Re: [PATCH v4 00/10] sched/fair: rework the CFS load balance

From: Vincent Guittot
Date: Thu Oct 24 2019 - 10:59:22 EST


On Thu, 24 Oct 2019 at 15:47, Phil Auld <pauld@xxxxxxxxxx> wrote:
>
> On Thu, Oct 24, 2019 at 08:38:44AM -0400 Phil Auld wrote:
> > Hi Vincent,
> >
> > On Mon, Oct 21, 2019 at 10:44:20AM +0200 Vincent Guittot wrote:
> > > On Mon, 21 Oct 2019 at 09:50, Ingo Molnar <mingo@xxxxxxxxxx> wrote:
> > > >

[...]

> > > > A full run on Mel Gorman's magic scalability test-suite would be super
> > > > useful ...
> > > >
> > > > Anyway, please be on the lookout for such performance regression reports.
> > >
> > > Yes I monitor the regressions on the mailing list
> >
> >
> > Our kernel perf tests show good results across the board for v4.
> >
> > The issue we hit on the 8-node system is fixed. Thanks!
> >
> > As we didn't see the fairness issue I don't expect the results to be
> > that different on v4a (with the followup patch) but those tests are
> > queued up now and we'll see what they look like.
> >
>
> Initial results with fix patch (v4a) show that the outlier issues on
> the 8-node system have returned. Median time for 152 and 156 threads
> (160 cpu system) goes up significantly and worst case goes from 340
> and 250 to 550 sec. for both. And doubles from 150 to 300 for 144

For v3, you had a x4 slow down IIRC.


> threads. These look more like the results from v3.

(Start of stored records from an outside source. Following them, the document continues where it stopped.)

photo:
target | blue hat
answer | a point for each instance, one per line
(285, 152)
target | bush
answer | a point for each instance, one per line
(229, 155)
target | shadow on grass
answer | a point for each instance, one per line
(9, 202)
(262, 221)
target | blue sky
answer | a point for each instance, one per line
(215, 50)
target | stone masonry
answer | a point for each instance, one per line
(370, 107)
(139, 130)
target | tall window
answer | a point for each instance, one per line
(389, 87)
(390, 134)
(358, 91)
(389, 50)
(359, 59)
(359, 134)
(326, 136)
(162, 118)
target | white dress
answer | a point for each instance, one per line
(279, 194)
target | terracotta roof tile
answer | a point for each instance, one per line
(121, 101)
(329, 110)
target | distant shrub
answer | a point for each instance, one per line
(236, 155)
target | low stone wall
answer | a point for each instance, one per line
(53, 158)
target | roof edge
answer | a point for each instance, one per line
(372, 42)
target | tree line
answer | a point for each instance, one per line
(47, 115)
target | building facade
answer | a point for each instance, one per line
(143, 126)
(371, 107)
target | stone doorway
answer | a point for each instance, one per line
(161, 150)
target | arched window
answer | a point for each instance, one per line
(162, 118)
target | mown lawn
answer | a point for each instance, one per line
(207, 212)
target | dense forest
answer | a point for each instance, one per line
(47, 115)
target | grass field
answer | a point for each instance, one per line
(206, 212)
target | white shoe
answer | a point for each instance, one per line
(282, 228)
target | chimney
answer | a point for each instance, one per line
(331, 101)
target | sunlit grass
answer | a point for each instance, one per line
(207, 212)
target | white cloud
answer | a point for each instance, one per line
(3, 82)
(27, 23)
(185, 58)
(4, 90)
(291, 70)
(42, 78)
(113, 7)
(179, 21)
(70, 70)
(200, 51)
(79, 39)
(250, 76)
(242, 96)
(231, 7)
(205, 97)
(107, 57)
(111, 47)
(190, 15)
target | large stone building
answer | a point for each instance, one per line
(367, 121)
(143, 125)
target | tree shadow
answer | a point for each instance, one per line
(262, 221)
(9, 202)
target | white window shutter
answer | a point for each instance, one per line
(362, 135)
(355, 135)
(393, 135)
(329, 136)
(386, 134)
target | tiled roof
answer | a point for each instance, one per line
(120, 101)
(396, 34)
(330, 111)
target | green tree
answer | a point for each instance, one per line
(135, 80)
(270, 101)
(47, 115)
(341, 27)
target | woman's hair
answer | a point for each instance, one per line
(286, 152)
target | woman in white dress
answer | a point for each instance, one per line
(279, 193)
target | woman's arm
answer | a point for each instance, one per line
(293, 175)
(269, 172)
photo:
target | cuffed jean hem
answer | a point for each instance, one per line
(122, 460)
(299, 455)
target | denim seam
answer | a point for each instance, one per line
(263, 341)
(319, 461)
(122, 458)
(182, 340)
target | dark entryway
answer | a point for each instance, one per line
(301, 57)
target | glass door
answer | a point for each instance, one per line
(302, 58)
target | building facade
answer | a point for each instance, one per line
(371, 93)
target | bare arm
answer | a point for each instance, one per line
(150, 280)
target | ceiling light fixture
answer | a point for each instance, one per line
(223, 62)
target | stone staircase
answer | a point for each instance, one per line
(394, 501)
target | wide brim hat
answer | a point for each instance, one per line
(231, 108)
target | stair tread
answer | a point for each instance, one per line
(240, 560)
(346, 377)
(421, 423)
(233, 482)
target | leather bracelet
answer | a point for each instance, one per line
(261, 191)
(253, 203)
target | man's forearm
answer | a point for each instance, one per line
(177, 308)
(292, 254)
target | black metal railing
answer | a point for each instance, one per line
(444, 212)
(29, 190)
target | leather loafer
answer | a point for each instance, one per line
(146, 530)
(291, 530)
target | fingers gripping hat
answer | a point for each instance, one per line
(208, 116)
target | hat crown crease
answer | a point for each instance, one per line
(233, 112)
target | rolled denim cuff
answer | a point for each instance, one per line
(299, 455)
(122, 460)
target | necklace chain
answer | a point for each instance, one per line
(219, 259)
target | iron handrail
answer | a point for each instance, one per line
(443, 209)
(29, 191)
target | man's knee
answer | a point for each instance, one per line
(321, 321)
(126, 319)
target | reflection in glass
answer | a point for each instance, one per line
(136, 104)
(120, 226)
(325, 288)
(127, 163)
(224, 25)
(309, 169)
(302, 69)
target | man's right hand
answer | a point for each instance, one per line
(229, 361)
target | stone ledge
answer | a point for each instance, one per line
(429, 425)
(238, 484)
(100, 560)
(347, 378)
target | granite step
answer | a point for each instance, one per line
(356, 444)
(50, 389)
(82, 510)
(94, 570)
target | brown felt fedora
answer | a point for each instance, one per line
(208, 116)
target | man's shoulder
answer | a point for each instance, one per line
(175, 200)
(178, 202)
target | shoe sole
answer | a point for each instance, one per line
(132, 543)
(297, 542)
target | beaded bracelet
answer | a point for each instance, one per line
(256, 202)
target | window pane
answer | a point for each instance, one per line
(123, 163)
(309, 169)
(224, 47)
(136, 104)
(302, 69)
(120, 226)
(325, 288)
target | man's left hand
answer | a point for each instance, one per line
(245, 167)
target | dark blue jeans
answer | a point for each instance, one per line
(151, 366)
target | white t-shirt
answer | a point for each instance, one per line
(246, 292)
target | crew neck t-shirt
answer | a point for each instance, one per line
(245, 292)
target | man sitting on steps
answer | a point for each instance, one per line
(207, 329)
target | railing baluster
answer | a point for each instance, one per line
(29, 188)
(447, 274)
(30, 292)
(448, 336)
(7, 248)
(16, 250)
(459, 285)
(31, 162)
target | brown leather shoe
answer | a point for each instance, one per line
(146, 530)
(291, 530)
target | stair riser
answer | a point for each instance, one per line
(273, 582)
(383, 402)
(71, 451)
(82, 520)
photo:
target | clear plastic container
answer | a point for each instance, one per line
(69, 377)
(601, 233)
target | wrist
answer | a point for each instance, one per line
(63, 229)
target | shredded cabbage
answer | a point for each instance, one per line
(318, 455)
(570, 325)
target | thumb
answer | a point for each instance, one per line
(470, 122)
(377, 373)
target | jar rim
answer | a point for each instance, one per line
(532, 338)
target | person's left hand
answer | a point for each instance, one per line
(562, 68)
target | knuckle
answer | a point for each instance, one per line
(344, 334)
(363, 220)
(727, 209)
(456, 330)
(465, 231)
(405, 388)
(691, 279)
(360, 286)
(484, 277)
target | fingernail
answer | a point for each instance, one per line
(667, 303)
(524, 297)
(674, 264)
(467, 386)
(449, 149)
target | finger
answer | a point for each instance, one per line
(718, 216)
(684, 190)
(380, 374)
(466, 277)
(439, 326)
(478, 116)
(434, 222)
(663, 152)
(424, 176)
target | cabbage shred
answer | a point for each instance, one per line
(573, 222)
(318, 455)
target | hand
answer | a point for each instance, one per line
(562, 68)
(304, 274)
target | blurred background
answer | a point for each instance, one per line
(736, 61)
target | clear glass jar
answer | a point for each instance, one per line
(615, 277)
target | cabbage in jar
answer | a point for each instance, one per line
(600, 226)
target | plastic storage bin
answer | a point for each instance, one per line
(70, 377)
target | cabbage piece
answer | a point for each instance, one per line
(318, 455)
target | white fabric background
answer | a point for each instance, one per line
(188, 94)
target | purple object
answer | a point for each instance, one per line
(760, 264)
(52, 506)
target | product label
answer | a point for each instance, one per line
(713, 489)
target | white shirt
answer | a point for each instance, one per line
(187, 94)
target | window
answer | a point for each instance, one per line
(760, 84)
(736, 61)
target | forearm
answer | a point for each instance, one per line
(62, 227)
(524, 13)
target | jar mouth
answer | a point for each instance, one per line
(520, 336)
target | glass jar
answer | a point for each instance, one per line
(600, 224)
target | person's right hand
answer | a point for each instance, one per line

OK. For v3, we were not sure that your UC triggers the slow path but
it seems that we have the confirmation now.
The problem happens only for this 8 node 160 cores system, isn't it ?

The fix favors the local group so your UC seems to prefer spreading
tasks at wake up
If you have any traces that you can share, this could help to
understand what's going on. I will try to reproduce the problem on my
system

>
> We're re-running the test to get more samples.

Thanks
Vincent

>
>
> Other tests and systems were still fine.
>
>
> Cheers,
> Phil
>
>
> > Numbers for my specific testcase (the cgroup imbalance) are basically
> > the same as I posted for v3 (plus the better 8-node numbers). I.e. this
> > series solves that issue.
> >
> >
> > Cheers,
> > Phil
> >
> >
> > >
> > > >
> > > > Also, we seem to have grown a fair amount of these TODO entries:
> > > >
> > > > kernel/sched/fair.c: * XXX borrowed from update_sg_lb_stats
> > > > kernel/sched/fair.c: * XXX: only do this for the part of runnable > running ?
> > > > kernel/sched/fair.c: * XXX illustrate
> > > > kernel/sched/fair.c: } else if (sd_flag & SD_BALANCE_WAKE) { /* XXX always ? */
> > > > kernel/sched/fair.c: * can also include other factors [XXX].
> > > > kernel/sched/fair.c: * [XXX expand on:
> > > > kernel/sched/fair.c: * [XXX more?]
> > > > kernel/sched/fair.c: * [XXX write more on how we solve this.. _after_ merging pjt's patches that
> > > > kernel/sched/fair.c: * XXX for now avg_load is not computed and always 0 so we
> > > > kernel/sched/fair.c: /* XXX broken for overlapping NUMA groups */
> > > >
> > >
> > > I will have a look :-)
> > >
> > > > :-)
> > > >
> > > > Thanks,
> > > >
> > > > Ingo
> >
> > --
> >
>
> --
>